Prayer boxThe Prayer Box
By Lisa Wingate
Tyndale House Publishers

A run down Victorian house in a quaint coastal village. Secrets from a painful past. A life written on slips of paper stored in old boxes. Releasing September 1, award-winning writer Lisa Wingate’s twentieth novel, The Prayer Box, combines these tidbits and more into a sweet story of forgiveness, purpose and second chances.

From the back cover:

When Iola Anne Poole, an old-timer on Hatteras Island, passes away in her bed at ninety-one, the struggling young mother in her rental cottage, Tandi Jo Reese, finds herself charged with the task of cleaning out Iola’s rambling Victorian house.
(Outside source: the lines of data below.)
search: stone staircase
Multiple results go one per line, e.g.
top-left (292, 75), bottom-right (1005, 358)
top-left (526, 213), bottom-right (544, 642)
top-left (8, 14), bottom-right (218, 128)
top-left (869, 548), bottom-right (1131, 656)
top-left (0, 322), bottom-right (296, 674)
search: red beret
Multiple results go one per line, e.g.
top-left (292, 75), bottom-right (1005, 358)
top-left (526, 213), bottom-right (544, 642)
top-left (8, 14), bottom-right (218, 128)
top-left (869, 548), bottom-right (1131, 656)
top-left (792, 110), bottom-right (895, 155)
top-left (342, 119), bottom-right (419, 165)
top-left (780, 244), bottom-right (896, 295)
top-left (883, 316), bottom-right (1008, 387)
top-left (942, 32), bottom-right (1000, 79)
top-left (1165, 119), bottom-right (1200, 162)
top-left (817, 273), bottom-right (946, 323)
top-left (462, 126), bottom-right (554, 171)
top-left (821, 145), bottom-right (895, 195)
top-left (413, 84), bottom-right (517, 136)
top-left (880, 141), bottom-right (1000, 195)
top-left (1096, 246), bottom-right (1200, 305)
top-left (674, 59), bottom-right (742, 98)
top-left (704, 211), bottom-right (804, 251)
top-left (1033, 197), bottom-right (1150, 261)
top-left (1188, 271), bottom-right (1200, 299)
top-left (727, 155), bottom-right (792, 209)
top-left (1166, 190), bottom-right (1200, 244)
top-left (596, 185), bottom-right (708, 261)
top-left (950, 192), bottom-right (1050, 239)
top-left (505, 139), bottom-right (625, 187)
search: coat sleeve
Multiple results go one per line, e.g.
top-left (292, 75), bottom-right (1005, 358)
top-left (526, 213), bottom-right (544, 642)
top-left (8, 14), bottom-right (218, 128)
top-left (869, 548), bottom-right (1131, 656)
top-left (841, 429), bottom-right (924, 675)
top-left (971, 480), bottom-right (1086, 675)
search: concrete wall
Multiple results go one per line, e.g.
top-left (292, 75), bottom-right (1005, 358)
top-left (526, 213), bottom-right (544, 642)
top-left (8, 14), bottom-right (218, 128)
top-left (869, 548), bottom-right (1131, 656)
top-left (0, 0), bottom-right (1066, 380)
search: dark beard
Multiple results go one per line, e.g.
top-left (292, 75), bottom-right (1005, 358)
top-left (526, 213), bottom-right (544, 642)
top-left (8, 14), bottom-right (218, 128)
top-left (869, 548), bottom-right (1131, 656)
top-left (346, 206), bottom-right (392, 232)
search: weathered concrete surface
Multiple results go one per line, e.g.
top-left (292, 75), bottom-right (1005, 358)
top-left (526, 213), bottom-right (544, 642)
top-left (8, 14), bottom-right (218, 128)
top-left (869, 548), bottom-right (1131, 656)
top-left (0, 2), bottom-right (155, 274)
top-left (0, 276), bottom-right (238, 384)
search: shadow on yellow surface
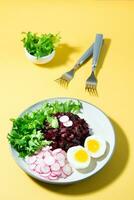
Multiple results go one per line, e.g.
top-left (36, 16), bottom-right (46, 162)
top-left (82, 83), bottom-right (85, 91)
top-left (37, 43), bottom-right (79, 69)
top-left (31, 119), bottom-right (129, 195)
top-left (96, 38), bottom-right (111, 77)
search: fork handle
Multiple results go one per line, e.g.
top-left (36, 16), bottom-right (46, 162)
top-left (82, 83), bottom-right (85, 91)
top-left (92, 34), bottom-right (103, 71)
top-left (74, 44), bottom-right (94, 70)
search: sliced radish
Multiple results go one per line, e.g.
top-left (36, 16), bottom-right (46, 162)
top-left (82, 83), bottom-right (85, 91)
top-left (29, 164), bottom-right (36, 170)
top-left (41, 172), bottom-right (51, 178)
top-left (53, 169), bottom-right (62, 176)
top-left (42, 146), bottom-right (52, 151)
top-left (48, 175), bottom-right (58, 180)
top-left (52, 148), bottom-right (62, 155)
top-left (63, 120), bottom-right (73, 127)
top-left (51, 162), bottom-right (60, 171)
top-left (35, 165), bottom-right (41, 174)
top-left (58, 160), bottom-right (65, 167)
top-left (41, 166), bottom-right (50, 174)
top-left (51, 172), bottom-right (57, 177)
top-left (44, 156), bottom-right (55, 165)
top-left (62, 164), bottom-right (72, 176)
top-left (61, 150), bottom-right (67, 157)
top-left (37, 151), bottom-right (44, 158)
top-left (60, 172), bottom-right (67, 178)
top-left (27, 156), bottom-right (37, 164)
top-left (59, 115), bottom-right (69, 123)
top-left (55, 153), bottom-right (65, 161)
top-left (44, 151), bottom-right (51, 157)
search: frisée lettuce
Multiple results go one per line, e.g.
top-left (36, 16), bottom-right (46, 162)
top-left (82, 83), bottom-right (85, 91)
top-left (8, 100), bottom-right (82, 158)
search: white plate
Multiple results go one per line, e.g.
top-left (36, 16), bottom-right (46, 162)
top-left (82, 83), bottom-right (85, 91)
top-left (11, 97), bottom-right (115, 184)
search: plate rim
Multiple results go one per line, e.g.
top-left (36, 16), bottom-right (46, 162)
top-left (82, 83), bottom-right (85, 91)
top-left (9, 96), bottom-right (116, 185)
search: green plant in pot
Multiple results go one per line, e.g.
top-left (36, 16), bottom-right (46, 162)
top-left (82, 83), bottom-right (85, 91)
top-left (22, 32), bottom-right (61, 64)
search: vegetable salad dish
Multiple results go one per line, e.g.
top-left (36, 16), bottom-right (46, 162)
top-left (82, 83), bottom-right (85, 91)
top-left (8, 100), bottom-right (106, 180)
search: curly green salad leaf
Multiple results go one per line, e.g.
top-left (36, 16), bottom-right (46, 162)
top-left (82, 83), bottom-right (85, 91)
top-left (22, 32), bottom-right (61, 58)
top-left (8, 100), bottom-right (82, 158)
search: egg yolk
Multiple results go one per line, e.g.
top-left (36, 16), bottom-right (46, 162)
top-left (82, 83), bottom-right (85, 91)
top-left (87, 140), bottom-right (100, 153)
top-left (75, 149), bottom-right (88, 162)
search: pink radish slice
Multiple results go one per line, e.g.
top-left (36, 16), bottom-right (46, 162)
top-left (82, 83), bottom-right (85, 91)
top-left (58, 160), bottom-right (65, 167)
top-left (40, 172), bottom-right (51, 178)
top-left (44, 156), bottom-right (55, 165)
top-left (60, 172), bottom-right (67, 178)
top-left (48, 175), bottom-right (58, 180)
top-left (35, 165), bottom-right (41, 174)
top-left (40, 166), bottom-right (50, 174)
top-left (42, 146), bottom-right (52, 151)
top-left (37, 152), bottom-right (44, 158)
top-left (52, 148), bottom-right (62, 155)
top-left (53, 170), bottom-right (62, 177)
top-left (55, 153), bottom-right (65, 161)
top-left (63, 120), bottom-right (73, 127)
top-left (50, 172), bottom-right (57, 177)
top-left (29, 164), bottom-right (36, 170)
top-left (44, 151), bottom-right (51, 158)
top-left (61, 150), bottom-right (67, 157)
top-left (59, 115), bottom-right (69, 123)
top-left (51, 162), bottom-right (60, 171)
top-left (27, 156), bottom-right (37, 164)
top-left (62, 164), bottom-right (72, 176)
Running from a messy, dangerous past, Tandi never expects to find more than a temporary hiding place within Iola’s walls, but everything changes with the discovery of eighty-one carefully decorated prayer boxes, one for each year, spanning from Iola’s youth to her last days. Hidden in the boxes is the story of a lifetime, written on random bits of paper–the hopes and wishes, fears and thoughts of an unassuming but complex woman passing through the seasons of an extraordinary, unsung life filled with journeys of faith, observations on love, and one final lesson that could change everything.

A satisfying novel has to have setting, characters and story to compel readers to go beyond the first page. The Prayer Box has all of these elements and more. Lisa Wingate paints the setting of a quaint little town on the Outer Banks and then populates it with people we would recognize from our own lives. Tandi, a scared young mother running from her past. Brother Guilbeau, the heavy drawled pastor from the local church. Paul, a part-time teacher, part-time handyman and full-time friend. Bink and Geneva, the older couple who owns the local market. The ladies at Sandy’s Seashell Shop. The story and dialogue is multi-dimensional; deftly handling metaphor and similes, Wingate grabs her readers from the opening scene and doesn’t let them go until the final page.

A word of advice; set aside a weekend to read The Prayer Box, because – once started – it will be difficult to put it down.